Chief Executive Leung Chun-ying said shortage of land in the city is the root of the problem involving the alleged abuse of residents at an elderly-care home in Taipo, Ming Pao Daily reported.
In a question-and-answer session at the Legislative Council on Thursday, Leung said he was heartbroken following complaints that seniors at the Tai Po Cambridge Nursing Home were not being treated with respect, adding that the Social Welfare Department is looking into the case.
Lawmaker Fernando Cheung urged the government to tighten rules under the Residential Care Homes (Elderly Persons) Ordinance and set up an official accreditation system for these institutions.

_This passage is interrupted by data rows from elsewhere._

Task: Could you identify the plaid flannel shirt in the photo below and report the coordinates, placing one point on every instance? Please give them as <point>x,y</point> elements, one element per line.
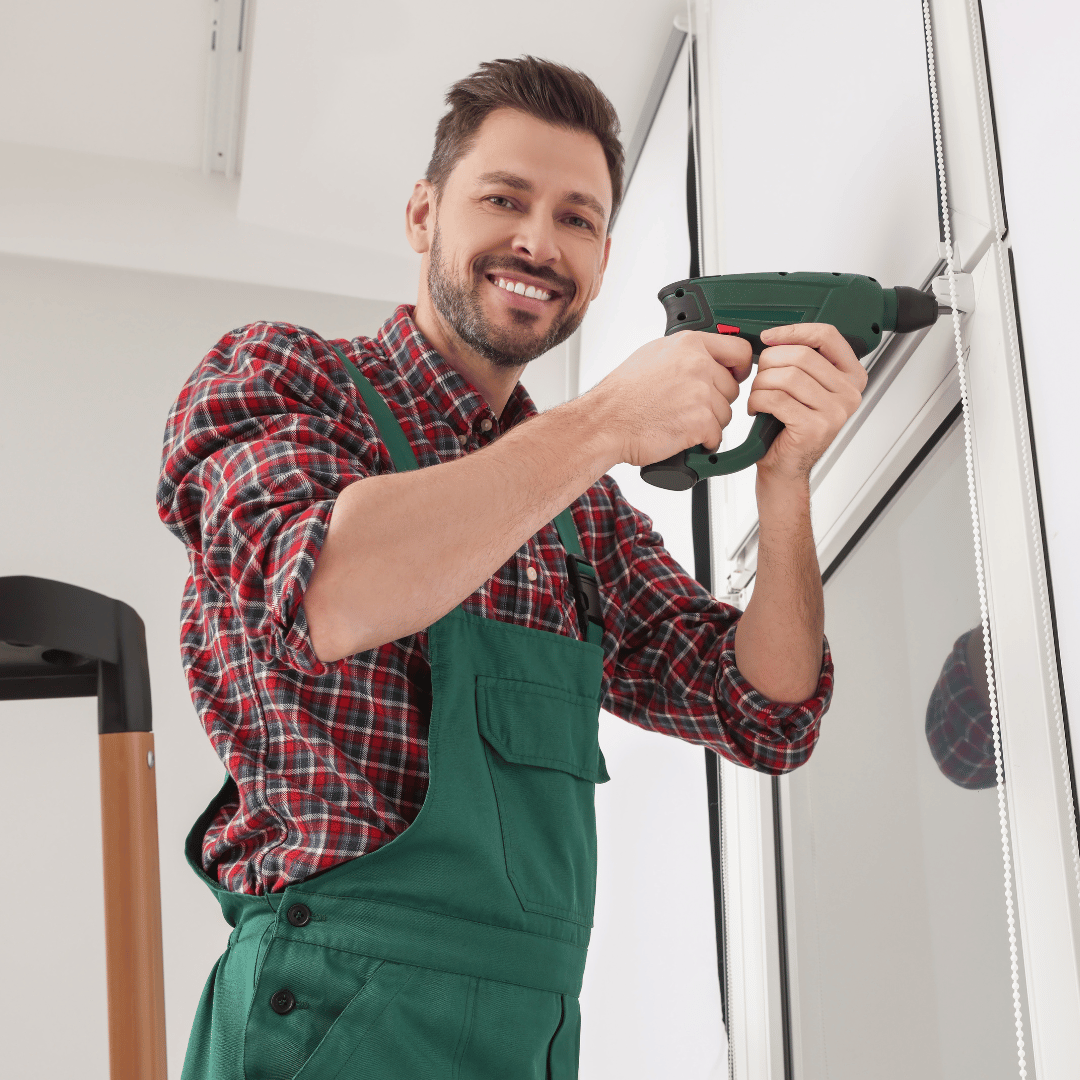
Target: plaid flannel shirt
<point>329,759</point>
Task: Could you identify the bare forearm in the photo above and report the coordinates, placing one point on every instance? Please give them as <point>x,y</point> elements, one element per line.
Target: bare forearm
<point>403,549</point>
<point>779,638</point>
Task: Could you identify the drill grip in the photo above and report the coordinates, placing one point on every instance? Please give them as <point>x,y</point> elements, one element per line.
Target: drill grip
<point>683,470</point>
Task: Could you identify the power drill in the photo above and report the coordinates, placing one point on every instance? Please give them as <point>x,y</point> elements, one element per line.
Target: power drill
<point>746,304</point>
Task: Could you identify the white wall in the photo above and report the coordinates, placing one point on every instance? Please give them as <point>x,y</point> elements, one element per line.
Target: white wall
<point>1033,53</point>
<point>650,1002</point>
<point>91,359</point>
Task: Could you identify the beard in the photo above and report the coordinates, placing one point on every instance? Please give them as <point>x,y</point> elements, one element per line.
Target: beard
<point>459,304</point>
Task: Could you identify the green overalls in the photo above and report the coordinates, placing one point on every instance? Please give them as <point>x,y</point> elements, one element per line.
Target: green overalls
<point>457,949</point>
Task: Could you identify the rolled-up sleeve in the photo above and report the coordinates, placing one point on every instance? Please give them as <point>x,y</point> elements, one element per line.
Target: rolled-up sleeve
<point>261,439</point>
<point>670,661</point>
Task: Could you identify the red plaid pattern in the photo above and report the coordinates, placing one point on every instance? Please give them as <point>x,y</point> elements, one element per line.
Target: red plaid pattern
<point>959,729</point>
<point>331,759</point>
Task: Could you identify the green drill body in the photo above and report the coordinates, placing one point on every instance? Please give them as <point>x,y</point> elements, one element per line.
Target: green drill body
<point>744,305</point>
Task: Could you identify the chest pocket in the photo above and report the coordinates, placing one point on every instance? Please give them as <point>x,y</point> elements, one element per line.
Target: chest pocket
<point>544,760</point>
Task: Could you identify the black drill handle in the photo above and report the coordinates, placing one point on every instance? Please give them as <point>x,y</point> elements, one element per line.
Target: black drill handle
<point>683,470</point>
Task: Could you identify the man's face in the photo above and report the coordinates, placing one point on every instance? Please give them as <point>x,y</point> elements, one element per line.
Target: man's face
<point>526,208</point>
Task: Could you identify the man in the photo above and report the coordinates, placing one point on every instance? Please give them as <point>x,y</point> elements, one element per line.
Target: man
<point>410,595</point>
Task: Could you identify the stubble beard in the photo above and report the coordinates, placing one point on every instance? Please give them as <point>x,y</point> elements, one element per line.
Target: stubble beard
<point>459,304</point>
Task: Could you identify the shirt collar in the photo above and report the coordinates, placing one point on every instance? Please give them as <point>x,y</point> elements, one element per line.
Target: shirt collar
<point>430,376</point>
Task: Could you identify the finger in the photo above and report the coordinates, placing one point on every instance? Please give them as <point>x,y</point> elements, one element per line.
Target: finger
<point>812,424</point>
<point>725,381</point>
<point>796,382</point>
<point>824,337</point>
<point>733,352</point>
<point>811,362</point>
<point>723,413</point>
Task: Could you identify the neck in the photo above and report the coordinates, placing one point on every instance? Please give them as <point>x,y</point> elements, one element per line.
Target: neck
<point>493,382</point>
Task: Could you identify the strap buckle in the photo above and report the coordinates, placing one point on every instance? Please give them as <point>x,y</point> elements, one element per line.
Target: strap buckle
<point>586,594</point>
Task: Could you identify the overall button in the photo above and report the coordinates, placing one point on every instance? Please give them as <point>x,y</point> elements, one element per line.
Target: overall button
<point>299,915</point>
<point>283,1002</point>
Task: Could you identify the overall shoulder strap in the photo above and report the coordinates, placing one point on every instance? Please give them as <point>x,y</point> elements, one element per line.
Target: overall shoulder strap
<point>579,569</point>
<point>390,430</point>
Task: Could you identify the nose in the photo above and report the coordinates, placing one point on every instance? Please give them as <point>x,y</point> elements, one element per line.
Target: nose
<point>535,239</point>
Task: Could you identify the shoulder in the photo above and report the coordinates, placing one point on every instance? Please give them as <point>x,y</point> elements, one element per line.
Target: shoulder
<point>267,363</point>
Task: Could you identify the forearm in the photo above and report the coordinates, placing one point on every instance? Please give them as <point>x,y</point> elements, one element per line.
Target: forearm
<point>404,549</point>
<point>780,635</point>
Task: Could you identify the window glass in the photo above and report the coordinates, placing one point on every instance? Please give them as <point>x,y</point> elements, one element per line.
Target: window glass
<point>899,947</point>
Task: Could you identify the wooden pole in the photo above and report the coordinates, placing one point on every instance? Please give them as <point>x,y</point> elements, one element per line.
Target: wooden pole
<point>136,984</point>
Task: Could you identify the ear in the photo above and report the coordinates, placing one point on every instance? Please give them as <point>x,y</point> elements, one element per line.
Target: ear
<point>420,216</point>
<point>599,280</point>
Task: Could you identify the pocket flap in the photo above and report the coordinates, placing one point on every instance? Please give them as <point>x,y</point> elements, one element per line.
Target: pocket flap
<point>532,724</point>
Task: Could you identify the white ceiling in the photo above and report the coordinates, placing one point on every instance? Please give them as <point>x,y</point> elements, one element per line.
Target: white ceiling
<point>341,107</point>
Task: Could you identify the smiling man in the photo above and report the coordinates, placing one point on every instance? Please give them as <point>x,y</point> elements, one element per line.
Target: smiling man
<point>410,595</point>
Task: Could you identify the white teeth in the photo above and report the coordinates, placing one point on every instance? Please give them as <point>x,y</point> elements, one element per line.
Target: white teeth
<point>522,289</point>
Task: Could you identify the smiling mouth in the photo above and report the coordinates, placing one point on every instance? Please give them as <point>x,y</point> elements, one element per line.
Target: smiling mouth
<point>521,288</point>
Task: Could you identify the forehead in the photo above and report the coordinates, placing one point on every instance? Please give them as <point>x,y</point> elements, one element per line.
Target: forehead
<point>554,160</point>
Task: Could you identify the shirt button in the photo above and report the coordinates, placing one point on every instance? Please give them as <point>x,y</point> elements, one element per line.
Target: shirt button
<point>282,1002</point>
<point>299,915</point>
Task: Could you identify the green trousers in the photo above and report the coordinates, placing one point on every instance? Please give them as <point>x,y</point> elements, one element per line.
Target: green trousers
<point>456,952</point>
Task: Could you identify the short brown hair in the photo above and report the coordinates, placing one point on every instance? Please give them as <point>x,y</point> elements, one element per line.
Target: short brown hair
<point>544,90</point>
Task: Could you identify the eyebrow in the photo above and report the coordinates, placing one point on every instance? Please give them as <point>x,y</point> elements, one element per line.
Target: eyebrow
<point>520,184</point>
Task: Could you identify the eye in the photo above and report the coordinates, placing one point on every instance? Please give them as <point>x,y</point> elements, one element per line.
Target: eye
<point>579,223</point>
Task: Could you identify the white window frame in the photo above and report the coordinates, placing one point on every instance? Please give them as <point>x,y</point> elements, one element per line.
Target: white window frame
<point>914,385</point>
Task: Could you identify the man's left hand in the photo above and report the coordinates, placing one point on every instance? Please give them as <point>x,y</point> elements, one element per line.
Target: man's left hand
<point>809,378</point>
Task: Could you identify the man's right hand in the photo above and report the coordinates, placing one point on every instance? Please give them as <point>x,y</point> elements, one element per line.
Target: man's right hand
<point>674,393</point>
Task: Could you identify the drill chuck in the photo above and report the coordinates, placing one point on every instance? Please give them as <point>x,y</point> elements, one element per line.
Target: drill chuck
<point>910,310</point>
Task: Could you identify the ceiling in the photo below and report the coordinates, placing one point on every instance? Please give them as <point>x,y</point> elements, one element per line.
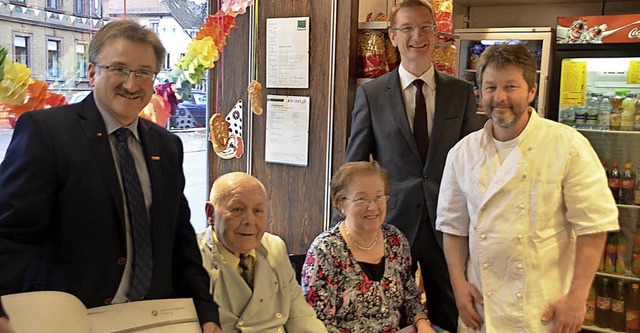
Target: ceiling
<point>488,3</point>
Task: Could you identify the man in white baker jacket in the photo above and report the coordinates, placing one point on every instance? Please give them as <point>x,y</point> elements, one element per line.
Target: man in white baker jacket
<point>524,207</point>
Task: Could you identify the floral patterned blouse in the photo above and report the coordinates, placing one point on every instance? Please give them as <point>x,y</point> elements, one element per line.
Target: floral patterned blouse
<point>346,299</point>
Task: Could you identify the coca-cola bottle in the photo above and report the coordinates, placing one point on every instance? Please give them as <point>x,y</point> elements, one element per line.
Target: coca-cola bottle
<point>614,182</point>
<point>603,305</point>
<point>618,314</point>
<point>627,185</point>
<point>633,309</point>
<point>590,314</point>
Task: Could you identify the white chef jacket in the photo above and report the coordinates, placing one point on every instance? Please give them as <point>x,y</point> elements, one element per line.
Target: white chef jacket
<point>522,217</point>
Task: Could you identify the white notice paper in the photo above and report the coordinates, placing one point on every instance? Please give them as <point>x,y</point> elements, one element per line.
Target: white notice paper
<point>287,132</point>
<point>288,52</point>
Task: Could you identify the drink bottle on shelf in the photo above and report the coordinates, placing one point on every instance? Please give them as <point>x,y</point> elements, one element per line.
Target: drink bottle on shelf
<point>636,191</point>
<point>616,109</point>
<point>621,254</point>
<point>610,253</point>
<point>593,108</point>
<point>618,314</point>
<point>604,112</point>
<point>627,185</point>
<point>628,113</point>
<point>603,305</point>
<point>590,314</point>
<point>614,182</point>
<point>635,254</point>
<point>580,116</point>
<point>633,309</point>
<point>636,121</point>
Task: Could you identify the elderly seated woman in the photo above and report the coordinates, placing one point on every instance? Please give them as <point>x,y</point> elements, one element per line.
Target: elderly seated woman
<point>357,276</point>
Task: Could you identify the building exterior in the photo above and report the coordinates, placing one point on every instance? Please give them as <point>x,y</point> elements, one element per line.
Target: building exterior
<point>51,37</point>
<point>175,22</point>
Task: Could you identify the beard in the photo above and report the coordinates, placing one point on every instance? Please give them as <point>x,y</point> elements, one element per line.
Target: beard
<point>506,120</point>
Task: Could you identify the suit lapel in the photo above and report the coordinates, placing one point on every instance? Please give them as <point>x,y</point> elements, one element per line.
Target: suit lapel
<point>93,126</point>
<point>442,111</point>
<point>152,157</point>
<point>395,105</point>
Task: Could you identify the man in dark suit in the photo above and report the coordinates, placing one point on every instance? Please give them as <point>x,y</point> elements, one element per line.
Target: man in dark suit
<point>384,127</point>
<point>88,210</point>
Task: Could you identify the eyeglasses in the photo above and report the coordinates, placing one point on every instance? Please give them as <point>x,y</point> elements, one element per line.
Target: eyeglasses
<point>124,72</point>
<point>410,29</point>
<point>364,201</point>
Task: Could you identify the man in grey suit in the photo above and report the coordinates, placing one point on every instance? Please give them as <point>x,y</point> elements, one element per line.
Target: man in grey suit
<point>413,150</point>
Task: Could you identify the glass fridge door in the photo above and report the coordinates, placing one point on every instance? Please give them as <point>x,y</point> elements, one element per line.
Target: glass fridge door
<point>600,93</point>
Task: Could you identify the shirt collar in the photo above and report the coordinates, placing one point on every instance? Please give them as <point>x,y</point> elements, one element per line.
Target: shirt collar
<point>112,124</point>
<point>406,78</point>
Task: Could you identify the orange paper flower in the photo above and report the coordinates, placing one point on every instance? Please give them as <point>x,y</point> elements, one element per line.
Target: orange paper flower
<point>218,27</point>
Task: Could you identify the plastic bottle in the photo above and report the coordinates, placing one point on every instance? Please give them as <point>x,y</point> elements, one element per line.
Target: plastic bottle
<point>604,112</point>
<point>635,254</point>
<point>614,182</point>
<point>627,185</point>
<point>618,314</point>
<point>636,121</point>
<point>580,116</point>
<point>567,115</point>
<point>633,309</point>
<point>636,191</point>
<point>616,109</point>
<point>610,253</point>
<point>627,116</point>
<point>603,305</point>
<point>593,108</point>
<point>621,254</point>
<point>590,314</point>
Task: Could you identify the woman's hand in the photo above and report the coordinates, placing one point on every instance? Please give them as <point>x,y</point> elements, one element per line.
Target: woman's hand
<point>4,325</point>
<point>424,326</point>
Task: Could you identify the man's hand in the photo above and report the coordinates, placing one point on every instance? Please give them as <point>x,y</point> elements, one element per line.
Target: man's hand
<point>567,314</point>
<point>206,328</point>
<point>466,296</point>
<point>4,325</point>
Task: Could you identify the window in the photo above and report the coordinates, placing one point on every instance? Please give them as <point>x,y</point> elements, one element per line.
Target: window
<point>54,4</point>
<point>81,61</point>
<point>167,61</point>
<point>21,50</point>
<point>97,8</point>
<point>53,58</point>
<point>79,6</point>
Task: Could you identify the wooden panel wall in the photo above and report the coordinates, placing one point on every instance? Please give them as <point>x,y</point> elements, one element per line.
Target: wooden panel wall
<point>296,194</point>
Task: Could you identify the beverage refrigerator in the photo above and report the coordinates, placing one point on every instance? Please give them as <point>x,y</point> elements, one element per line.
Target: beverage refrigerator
<point>595,87</point>
<point>470,43</point>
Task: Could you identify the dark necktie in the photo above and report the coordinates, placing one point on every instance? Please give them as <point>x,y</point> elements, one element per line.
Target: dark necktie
<point>138,219</point>
<point>420,127</point>
<point>245,261</point>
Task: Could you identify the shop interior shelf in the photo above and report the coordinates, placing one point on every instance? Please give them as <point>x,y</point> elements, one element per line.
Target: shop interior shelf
<point>626,276</point>
<point>597,329</point>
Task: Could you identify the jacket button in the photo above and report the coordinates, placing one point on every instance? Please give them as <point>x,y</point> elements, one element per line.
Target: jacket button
<point>122,261</point>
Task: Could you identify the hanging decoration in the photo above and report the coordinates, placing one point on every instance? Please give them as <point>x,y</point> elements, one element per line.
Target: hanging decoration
<point>20,93</point>
<point>226,133</point>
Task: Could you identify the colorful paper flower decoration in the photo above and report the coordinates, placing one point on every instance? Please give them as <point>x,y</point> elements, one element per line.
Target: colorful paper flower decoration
<point>205,48</point>
<point>3,56</point>
<point>231,7</point>
<point>14,84</point>
<point>37,97</point>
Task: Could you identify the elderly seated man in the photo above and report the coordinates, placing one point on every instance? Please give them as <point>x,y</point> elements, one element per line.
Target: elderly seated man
<point>251,277</point>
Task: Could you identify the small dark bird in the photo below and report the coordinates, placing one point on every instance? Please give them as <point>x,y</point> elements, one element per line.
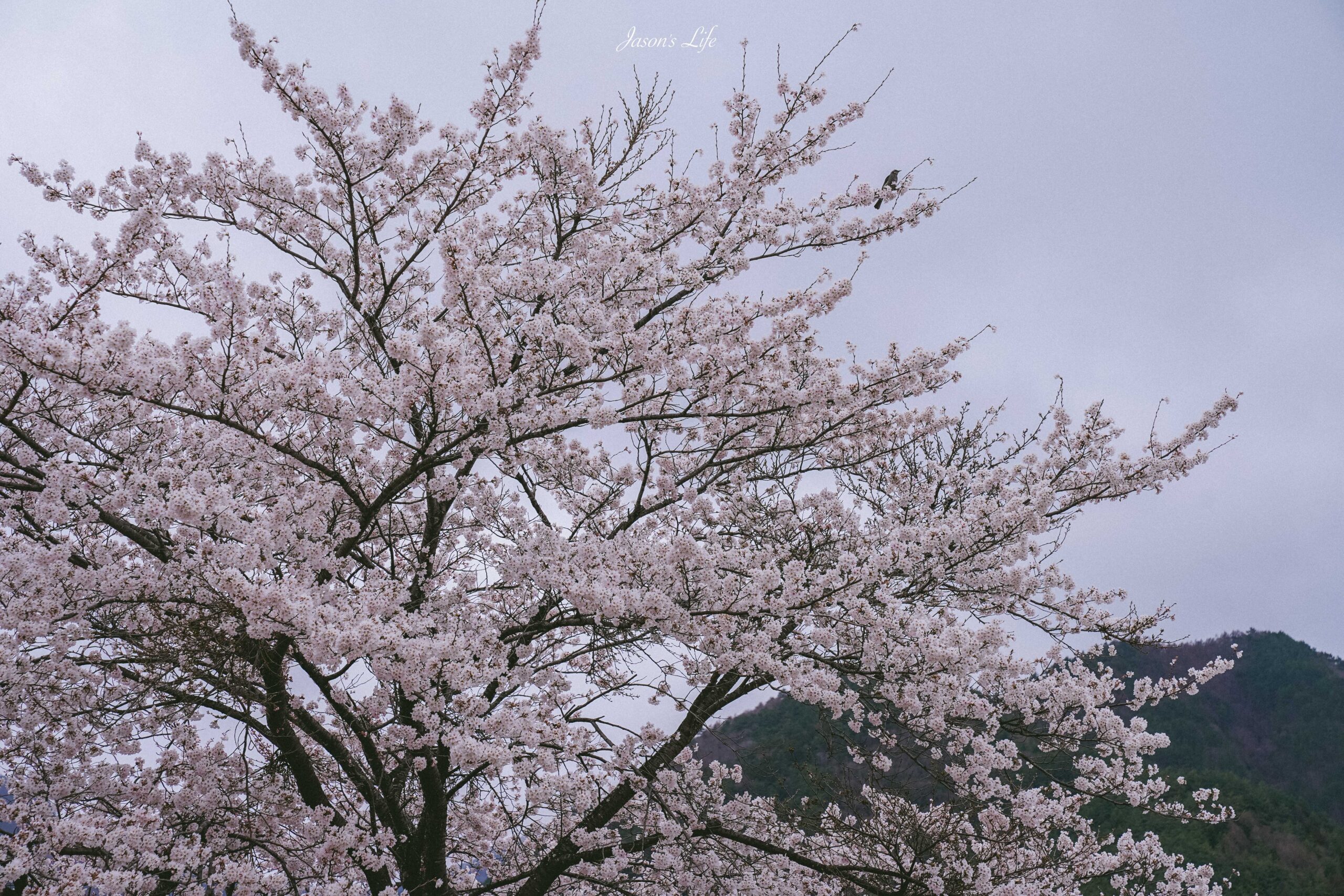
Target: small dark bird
<point>893,179</point>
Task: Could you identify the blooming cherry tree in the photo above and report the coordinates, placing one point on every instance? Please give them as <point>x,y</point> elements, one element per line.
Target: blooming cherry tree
<point>347,589</point>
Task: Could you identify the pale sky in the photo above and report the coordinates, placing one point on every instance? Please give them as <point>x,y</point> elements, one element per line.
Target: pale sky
<point>1158,210</point>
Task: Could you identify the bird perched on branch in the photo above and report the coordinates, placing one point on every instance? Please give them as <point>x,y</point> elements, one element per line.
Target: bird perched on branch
<point>893,179</point>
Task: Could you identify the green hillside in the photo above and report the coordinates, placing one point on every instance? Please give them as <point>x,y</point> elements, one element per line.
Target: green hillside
<point>1269,734</point>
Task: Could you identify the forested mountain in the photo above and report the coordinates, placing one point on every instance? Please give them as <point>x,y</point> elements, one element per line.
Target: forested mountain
<point>1269,734</point>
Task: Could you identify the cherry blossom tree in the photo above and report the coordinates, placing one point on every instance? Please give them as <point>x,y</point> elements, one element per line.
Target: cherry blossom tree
<point>349,587</point>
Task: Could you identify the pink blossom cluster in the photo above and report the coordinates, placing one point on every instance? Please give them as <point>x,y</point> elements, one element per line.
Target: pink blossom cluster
<point>338,592</point>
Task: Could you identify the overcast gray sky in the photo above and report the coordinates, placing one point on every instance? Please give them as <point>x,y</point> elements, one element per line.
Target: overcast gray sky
<point>1158,210</point>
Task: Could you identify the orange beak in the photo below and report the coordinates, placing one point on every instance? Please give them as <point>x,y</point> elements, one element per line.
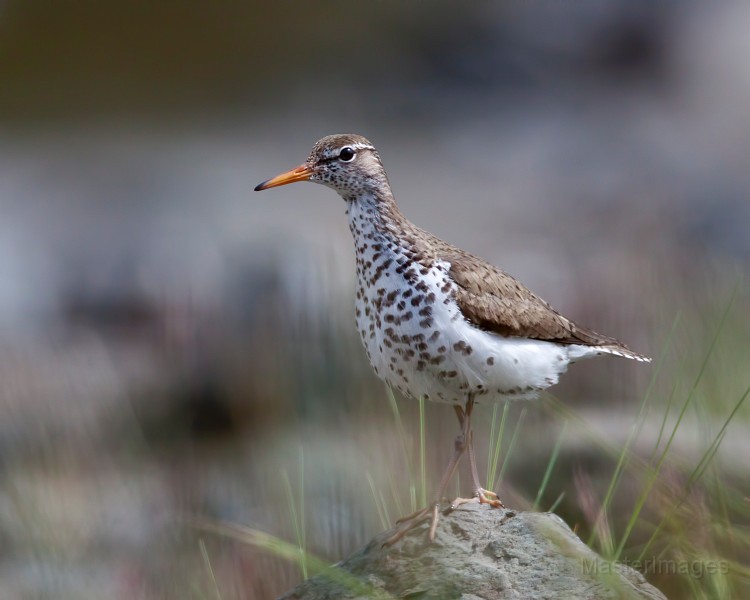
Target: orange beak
<point>301,173</point>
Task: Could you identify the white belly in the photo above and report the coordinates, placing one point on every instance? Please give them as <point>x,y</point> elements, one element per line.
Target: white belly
<point>436,353</point>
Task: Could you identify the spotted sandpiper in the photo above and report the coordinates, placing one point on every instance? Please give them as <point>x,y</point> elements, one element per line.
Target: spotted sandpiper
<point>436,321</point>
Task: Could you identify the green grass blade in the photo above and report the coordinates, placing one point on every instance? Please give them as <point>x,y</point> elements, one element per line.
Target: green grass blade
<point>652,479</point>
<point>422,455</point>
<point>495,445</point>
<point>512,445</point>
<point>550,466</point>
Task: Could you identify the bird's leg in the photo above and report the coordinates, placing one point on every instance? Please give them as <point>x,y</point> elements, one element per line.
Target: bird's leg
<point>481,495</point>
<point>406,524</point>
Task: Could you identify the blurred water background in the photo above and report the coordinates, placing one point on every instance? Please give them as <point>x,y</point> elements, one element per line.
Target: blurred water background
<point>172,344</point>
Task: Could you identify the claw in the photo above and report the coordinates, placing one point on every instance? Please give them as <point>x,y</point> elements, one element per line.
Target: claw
<point>488,497</point>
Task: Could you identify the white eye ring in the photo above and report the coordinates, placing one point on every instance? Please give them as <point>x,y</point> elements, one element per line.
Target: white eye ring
<point>347,154</point>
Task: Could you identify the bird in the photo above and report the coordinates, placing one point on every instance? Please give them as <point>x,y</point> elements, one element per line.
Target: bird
<point>438,322</point>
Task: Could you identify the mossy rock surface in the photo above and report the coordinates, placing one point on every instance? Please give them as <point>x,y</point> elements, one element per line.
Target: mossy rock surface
<point>480,553</point>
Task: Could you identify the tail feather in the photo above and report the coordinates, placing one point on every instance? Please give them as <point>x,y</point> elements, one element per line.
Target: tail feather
<point>580,351</point>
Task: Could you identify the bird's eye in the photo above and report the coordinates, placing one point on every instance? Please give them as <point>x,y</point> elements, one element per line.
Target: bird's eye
<point>347,154</point>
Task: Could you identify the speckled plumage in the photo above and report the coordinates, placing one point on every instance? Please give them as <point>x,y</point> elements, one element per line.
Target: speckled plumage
<point>438,322</point>
<point>435,320</point>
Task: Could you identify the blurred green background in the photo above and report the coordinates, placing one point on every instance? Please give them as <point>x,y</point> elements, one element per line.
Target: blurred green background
<point>173,345</point>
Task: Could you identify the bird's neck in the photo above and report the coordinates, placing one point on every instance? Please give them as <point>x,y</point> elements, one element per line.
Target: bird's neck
<point>374,217</point>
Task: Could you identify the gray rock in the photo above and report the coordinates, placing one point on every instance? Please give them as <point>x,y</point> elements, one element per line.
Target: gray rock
<point>480,554</point>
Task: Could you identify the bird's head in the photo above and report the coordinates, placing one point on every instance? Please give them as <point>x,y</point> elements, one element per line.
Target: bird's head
<point>347,163</point>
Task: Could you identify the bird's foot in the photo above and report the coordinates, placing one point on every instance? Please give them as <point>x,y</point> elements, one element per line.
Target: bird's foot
<point>481,496</point>
<point>409,522</point>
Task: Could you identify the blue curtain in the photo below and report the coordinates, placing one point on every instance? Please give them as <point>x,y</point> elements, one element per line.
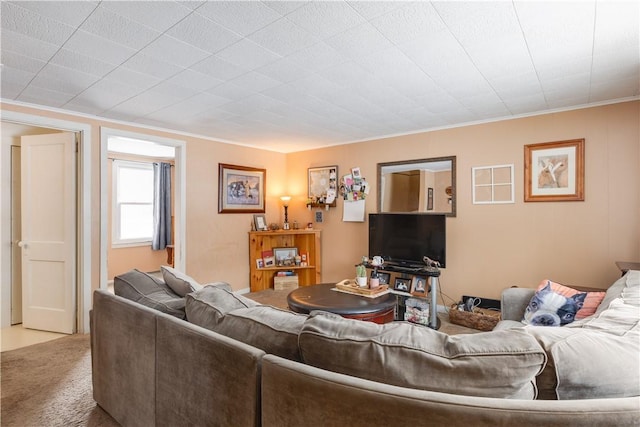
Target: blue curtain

Leung said he pays visits to elderly homes whenever he can squeeze the time and admitted there is a wide gap in the quality of services among the providers.
But he said the issue concerning elderly homes is more about land supply than service quality.
Even with the adoption of an accreditation system, seniors will not be getting the right quality of service as a large portion of the elderly home operator’s budget goes to the payment of unreasonably high rent.
Legislator Peter Cheung said Leung was missing the point by blaming land supply for problems found recently in an elderly home.
Cheung said operators could levy a higher charge and offer better services in return, but many were simply offering substandard services.
Lam Yu-kiu, deputy chairman of the Association for the Rights of the Elderly, said Leung was oversimplifying the issue by citing the shortage of land as a justification for the Taipo case.
Lam blamed the problems at the nursing home on its poor attitude towards service and the inadequate training of its employees.
Social welfare authorities have launched an investigation into Tai Po Cambridge Nursing Home, a private elderly-care home, following complaints from neighbors that seniors were being left naked for prolonged periods on a building terrace before they were given baths.